O czym jest Inna? Za zamkniętymi drzwiami jednego z najbardziej rygorystycznych więzień w Rosji odsiaduje swoje wyroki sześć kobiet. Osadzone to kobiety w różnym wieku o bardzo trudnej, wręcz tragicznej przeszłości, o której za wszelką cenę chciałyby zapomnieć karmiąc się nawzajem wymyślonymi opowiastkami o sobie. Czy zasłużyły na karę? Pewnego dnia pojawia się nowa. Dziewczyna o imieniu Inna. Studentka z dobrego domu, z wyrokiem za manifestowanie niezgody wobec systemu, w jakim musi żyć.
- Każdy, nawet najbardziej abstrakcyjny tekst, ma w sobie realny pretekst. Czasami uświadamiany, czasami nie. Bezpośrednim pretekstem powstania dramatu Inna, była głośna w Rosji historia dziewczyn, które w proteście przeciw temu, co się w kraju dzieje, tańczyły i śpiewały w cerkwi, za co skazano je i osadzono w więzieniach. Pierwotnie wydawało mi się, że powstanie konflikt białej wrony z czarnym stadem. Ale jak to się często dzieje w trakcie aktu tworzenia, wszystko się zmieniło. Biała wrona nie do końca jest białą, a czarne czarnymi - opowiada Aleksiej Slapowski.
Polska prapremiera
Inna w reżyserii Dariusza Szady-Borzyszkowskiego to polska prapremiera.

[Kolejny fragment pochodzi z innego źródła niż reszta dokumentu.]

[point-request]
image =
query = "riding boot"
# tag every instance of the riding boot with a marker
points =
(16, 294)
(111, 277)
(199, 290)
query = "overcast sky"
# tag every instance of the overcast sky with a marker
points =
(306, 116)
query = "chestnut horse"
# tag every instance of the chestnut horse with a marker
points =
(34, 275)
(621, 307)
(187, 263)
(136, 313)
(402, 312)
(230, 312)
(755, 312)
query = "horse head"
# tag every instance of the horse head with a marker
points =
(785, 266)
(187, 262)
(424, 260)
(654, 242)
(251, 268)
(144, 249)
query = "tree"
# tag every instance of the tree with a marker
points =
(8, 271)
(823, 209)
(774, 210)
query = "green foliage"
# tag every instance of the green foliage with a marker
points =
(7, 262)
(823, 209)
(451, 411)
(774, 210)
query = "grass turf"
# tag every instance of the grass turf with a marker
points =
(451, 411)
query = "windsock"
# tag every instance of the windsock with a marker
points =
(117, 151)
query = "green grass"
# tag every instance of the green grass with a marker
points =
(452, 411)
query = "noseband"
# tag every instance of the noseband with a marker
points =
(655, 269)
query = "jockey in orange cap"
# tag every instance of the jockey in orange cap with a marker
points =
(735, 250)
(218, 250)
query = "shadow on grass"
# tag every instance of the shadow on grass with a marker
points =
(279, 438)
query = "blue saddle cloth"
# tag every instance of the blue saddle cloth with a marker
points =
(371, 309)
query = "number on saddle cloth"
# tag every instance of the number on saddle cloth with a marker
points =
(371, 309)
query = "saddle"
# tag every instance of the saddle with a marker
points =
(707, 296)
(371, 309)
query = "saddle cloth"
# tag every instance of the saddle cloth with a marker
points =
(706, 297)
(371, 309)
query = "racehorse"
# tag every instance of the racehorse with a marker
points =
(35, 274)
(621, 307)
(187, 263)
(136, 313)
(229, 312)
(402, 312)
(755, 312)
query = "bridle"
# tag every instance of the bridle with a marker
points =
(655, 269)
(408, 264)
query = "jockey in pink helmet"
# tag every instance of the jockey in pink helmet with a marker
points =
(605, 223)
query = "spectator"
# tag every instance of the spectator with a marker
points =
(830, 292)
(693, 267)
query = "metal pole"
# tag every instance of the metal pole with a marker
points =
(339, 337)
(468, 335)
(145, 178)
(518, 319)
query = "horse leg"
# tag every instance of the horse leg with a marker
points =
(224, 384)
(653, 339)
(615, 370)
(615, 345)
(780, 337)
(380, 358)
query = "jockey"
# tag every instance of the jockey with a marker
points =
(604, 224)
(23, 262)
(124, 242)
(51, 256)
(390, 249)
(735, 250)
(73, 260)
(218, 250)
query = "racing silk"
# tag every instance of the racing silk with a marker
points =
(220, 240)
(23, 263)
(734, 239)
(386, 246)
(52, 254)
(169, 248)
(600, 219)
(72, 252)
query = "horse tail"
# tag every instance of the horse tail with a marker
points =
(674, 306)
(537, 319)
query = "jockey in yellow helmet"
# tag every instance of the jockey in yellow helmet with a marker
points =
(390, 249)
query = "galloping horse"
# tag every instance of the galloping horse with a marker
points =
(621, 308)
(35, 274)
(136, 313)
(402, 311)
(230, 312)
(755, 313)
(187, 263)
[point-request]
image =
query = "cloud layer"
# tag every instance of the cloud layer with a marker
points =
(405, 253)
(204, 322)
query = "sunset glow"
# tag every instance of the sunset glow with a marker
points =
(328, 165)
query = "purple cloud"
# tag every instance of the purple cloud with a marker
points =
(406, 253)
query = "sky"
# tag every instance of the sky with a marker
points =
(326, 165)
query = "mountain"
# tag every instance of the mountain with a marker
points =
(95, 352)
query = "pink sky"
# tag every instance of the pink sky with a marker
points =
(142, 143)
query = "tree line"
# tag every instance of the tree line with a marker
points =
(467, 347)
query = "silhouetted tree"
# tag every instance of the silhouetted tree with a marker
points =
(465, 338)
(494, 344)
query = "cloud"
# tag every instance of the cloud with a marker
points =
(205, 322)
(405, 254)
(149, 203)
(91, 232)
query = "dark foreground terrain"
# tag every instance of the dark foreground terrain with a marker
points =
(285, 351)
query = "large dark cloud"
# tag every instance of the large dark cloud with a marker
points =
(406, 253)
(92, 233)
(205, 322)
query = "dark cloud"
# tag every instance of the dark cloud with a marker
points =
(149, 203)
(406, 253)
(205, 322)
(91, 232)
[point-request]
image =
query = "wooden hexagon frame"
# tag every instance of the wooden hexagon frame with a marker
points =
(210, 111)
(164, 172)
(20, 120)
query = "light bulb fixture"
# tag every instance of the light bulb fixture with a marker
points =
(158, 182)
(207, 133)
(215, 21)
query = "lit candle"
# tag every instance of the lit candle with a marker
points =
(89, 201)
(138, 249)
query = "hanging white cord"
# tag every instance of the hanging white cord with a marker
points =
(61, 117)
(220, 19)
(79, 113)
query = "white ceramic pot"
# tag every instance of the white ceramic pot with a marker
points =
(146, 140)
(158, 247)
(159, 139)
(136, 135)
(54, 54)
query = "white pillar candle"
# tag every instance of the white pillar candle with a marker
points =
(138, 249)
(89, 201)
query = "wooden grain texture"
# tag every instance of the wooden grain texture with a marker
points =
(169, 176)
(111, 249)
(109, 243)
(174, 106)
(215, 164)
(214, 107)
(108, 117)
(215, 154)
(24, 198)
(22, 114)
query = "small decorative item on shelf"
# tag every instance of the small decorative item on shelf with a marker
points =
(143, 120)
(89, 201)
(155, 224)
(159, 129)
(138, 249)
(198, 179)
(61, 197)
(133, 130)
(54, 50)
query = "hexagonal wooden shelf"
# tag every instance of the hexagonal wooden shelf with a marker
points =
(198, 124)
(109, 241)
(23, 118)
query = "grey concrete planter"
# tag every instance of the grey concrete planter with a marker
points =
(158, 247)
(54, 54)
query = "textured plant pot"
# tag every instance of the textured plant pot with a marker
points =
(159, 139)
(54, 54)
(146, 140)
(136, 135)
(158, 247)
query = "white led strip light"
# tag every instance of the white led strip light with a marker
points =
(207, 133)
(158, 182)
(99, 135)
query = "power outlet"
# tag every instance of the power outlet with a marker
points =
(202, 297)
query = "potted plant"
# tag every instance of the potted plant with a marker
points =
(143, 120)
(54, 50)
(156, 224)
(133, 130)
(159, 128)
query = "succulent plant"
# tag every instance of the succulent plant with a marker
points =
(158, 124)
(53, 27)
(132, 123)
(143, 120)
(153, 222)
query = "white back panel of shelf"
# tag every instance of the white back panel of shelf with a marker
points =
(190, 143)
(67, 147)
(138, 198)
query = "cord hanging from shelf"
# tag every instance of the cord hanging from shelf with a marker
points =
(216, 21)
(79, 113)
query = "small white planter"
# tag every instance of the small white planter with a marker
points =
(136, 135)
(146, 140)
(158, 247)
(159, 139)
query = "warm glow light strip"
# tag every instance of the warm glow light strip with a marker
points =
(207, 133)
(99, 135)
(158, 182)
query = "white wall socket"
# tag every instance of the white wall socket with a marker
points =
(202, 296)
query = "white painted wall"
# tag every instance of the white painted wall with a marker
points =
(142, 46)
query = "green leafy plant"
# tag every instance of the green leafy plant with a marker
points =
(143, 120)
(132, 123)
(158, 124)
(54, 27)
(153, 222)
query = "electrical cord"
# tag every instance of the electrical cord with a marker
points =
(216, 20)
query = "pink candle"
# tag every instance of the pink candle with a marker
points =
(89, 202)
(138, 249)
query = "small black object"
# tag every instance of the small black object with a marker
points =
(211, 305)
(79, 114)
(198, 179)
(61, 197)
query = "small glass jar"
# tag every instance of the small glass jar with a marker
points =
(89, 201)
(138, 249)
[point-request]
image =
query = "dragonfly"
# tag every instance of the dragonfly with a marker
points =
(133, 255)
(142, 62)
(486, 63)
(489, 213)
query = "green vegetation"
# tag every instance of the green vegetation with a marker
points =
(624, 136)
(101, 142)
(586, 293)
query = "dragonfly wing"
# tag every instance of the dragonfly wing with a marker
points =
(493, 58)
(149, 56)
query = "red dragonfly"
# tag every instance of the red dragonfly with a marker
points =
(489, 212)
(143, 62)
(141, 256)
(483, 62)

- W sztuce występują tylko postacie żeńskie, a jesteśmy teatrem złożonym z samych aktorek, bo autor w swej łaskawości zrzekł się jakichkolwiek honorariów, a co najważniejsze, ten wyjątkowy tekst sceniczny wydaje nam się niezwykle ważny i uniwersalny. Naszym zdaniem, sztuka nie może być obojętna wobec rzeczywistości, nie można milczeć, kiedy dzieje się zło. Aktem naszej skromnej solidarności z narodem białoruskim, tak okrutnie doświadczanym ostatnio, jest prezentacja spektaklu który mówi o wolności, sprawiedliwości, szacunku i zrozumieniu. To wyraz naszego szacunku wobec środowiska artystycznego i wręcz całego białoruskiego społeczeństwa, które mówi nie łamaniu podstawowych praw obywatelskich - tłumaczy wybór sztuki reżyser.
Teatr kobiet
Teatr Amatorski BaWiMo zbudowany został na fundamentach potrzeb i marzeń, wizji i pasji oraz garści szaleństwa. Historia powstania Teatru sięga parę lat wstecz, kiedy to 3 niezwiązane zawodowo z teatrem kobiety rozpoczęły poszukiwania możliwości realizacji pasji jaką jest gra na scenie i pokazywanie ambitnych, niekomercyjnych sztuk. We wrześniu 2018 roku założyły oficjalną stronę teatru oraz nawiązały współpracę z reżyserem, co w efekcie doprowadziło do realizacji premiery pierwszej sztuki dokładnie rok później. W realizację zaangażowanych jest 7 aktorek amatorek. Istnienie Teatru daje możliwość samorealizacji w obszarze sztuki teatralnej coraz większej ilości osób będących w podobnej sytuacji jak jego założycielki, a przede wszystkim skupia się na naturalnym przekazie.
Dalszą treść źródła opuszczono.